CH. I. -- Scipio's scheme of marriage for Gil Blas. The match, a rich goldsmith's daughter. Circumstances connected with this speculation.
ONE evening, on the departure of my supper company, finding myself alone with Scipio, I asked him what he had been doing that day. Striking a masterstroke, answered he. I intend that you should marry. A goldsmith of my acquaintance has an only daughter, and I mean to make up a match between you.
A goldsmith's daughter! exclaimed I with a disdainful air: are you out of your senses? Can you think of tying me up to a trinket-maker? People of a certain character in society, and on a certain footing at court, ought to have much higher views of things. Pardon me, sir! rejoined Scipio, do not take the subject up in that light. Recollect that nobility accrues by the male side, and do not ride a higher horse than a thousand jockeys of quality whom I could name.
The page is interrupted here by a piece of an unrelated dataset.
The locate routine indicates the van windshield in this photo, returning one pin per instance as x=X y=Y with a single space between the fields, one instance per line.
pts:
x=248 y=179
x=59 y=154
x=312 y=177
Do you know that the heiress in question will bring a hundred thousand ducats in her pocket? Is not that a pretty little sprig of jewellery? To the resounding echo of so large a sum, my ears were instantly symphonious. The day is your own, said I to the secretary; the fortune determines the case in the lady's favour. When do you mean to put me in possession? Fair and softly, sir, answered he, the more haste the worse speed. It will be necessary for me first to communicate the affair to the father, and instil the advantage of it into his capacity. Good! rejoined I with a burst of laughter; is it thereabouts you are? The match is far advanced in its progress towards consummation. Much nearer than you suppose, replied he. But one hour's conversation with the goldsmith, and I pledge myself for his consent But, before we go any further, let us come to an agreement, if you please. Supposing that I should transfer a hundred thousand ducats to you, what would my commission be? Twenty thousand! was my answer. Heaven be praised therefore! said he. I guessed your gratitude at ten thousand; so that it doubles mine in a similar case. Come on then! I will set this negotiation on foot to-morrow morning; and you may count upon its success, or I am little better than one of the foolish ones.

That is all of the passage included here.